Dithiocarbamates (-S₂CNR₂, R = general organic functional group) are highly versatile chelating ligands, forming stable complexes with both transition and main group elements. Transition metal complexes with this class of ligands have long been the object of research due to their easy formation, excellent properties and potential applications [1,2]. In terms of group VII transition metals, it is worth noting that, while mononuclear technetium-99m and rhenium-188 dithiocarbamate radio-compounds are used in the field of nuclear medicine as imaging and therapeutic agents, respectively [3,4], manganese complexes with dithiocarbamates, to our knowledge, have never been used for medical applications. A possible reason could be the chemical nature of these complexes, prepared from Mn(II) salts that still remain a matter of debate.
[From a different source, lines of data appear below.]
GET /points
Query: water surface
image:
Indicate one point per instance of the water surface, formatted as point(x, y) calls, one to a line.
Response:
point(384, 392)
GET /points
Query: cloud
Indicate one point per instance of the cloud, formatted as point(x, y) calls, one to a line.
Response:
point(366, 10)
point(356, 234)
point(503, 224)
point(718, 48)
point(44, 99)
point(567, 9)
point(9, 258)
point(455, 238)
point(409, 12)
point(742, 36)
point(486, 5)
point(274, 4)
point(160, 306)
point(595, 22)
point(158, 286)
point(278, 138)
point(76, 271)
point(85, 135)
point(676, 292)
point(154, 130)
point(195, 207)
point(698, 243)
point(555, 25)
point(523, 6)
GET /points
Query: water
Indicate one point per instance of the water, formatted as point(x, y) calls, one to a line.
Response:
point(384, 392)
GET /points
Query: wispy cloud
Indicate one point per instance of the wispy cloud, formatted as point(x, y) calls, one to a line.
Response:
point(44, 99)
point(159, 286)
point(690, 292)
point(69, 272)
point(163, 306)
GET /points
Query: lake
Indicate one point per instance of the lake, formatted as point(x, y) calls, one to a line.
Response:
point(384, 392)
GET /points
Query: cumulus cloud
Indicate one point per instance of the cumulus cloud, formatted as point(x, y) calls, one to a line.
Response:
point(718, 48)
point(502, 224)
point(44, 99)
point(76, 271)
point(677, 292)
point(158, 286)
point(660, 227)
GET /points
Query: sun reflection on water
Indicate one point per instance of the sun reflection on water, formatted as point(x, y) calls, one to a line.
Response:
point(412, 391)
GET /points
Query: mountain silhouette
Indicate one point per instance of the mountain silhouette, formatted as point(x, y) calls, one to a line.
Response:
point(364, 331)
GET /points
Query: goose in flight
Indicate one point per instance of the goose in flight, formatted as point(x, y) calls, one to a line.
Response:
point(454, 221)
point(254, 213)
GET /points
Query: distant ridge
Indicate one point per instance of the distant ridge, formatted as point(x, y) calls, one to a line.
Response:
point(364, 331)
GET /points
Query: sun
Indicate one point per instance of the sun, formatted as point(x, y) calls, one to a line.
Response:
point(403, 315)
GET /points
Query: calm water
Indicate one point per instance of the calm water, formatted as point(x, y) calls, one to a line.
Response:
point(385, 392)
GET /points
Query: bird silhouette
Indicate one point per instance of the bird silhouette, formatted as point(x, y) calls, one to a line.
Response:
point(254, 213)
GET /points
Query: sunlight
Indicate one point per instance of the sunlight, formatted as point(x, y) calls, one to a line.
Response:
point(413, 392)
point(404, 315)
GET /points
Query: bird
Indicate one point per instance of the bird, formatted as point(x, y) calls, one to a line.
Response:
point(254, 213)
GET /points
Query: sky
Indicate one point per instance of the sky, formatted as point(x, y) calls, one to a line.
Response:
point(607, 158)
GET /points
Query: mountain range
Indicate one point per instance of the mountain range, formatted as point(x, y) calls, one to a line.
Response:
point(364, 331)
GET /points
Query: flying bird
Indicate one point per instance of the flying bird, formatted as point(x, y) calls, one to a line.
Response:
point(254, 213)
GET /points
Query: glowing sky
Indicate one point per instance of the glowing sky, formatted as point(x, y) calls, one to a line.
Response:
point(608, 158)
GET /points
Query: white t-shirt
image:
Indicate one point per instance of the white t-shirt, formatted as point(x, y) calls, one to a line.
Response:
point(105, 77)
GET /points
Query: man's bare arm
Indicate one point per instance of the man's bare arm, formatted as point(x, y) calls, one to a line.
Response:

This work is part of the project METRICS (acronym for Multimodal pET/mRi Imaging with Cyclotron-produced ^51/52Mn iSotopes), which aims to develop the technology needed to obtain a cyclotron-driven production of ^52/51Mn PET radionuclides and to achieve a perfect molecular matching by taking advantage of both paramagnetic and radioactive properties shown by manganese isotopes in order to enable PET/MRI hybrid imaging. In this framework, we started an investigation into the class of dithiocarbamate ligands with the purpose of developing a new class of mononuclear manganese(II)-based agents for medical applications. In particular, we performed specific studies on the synthesis of mononuclear bis-substituted Mn(II) complexes with dithiocarbamate ligands. It is known that several studies on manganese diethyldithiocarbamate complexes prepared from Mn(II) salts have been performed and reported in the literature; however, the chemical nature of these compounds and their stability in open atmosphere still remain a matter of debate. Some studies demonstrated, in particular, that the reactivity between the Mn(II) ion with the diethyldithiocarbamate ligand in aqueous solution to form manganese bis-dithiocarbamate complexes seems to be particularly related to the presence or absence of dioxygen, while not completely clarifying the species that are formed in different reaction conditions [5,6,7,8,9,10,11,12]. With the purpose of determining the nature of these species, we reported in this work the synthesis and the characterization of Mn(III) and Mn(II) dithiocarbamate complexes that are formed in open or oxygen-free atmospheric conditions using different metal–ligand molar ratios. In particular, we found that the mononuclear complex [Mn(II)(S₂CNEt₂)₂] (abbreviated MnL₂, where L = diethyldithiocarbamate anion, [S₂CNEt₂]⁻ (IUPAC name: diethylcarbamodithioate)) could only be prepared under strictly nitrogen-controlled conditions; and, surprisingly, we discovered that this species is an efficient O₂-activating complex, although this relevant property has gone largely unnoticed. Similar results were found with the ligand L’ (= bis(N-ethoxyethyl)dithiocarbamate (IUPAC name: L bis(2-ethoxyethyl)carbamodithioate)). The study led to the isolation and spectroscopic characterization of intermediate Mn–superoxo complexes that were not detected previously.

2. Results and Discussion

2.1. Synthesis and Characterization of MnL₂ (1), (L = Diethyldithiocarbamate)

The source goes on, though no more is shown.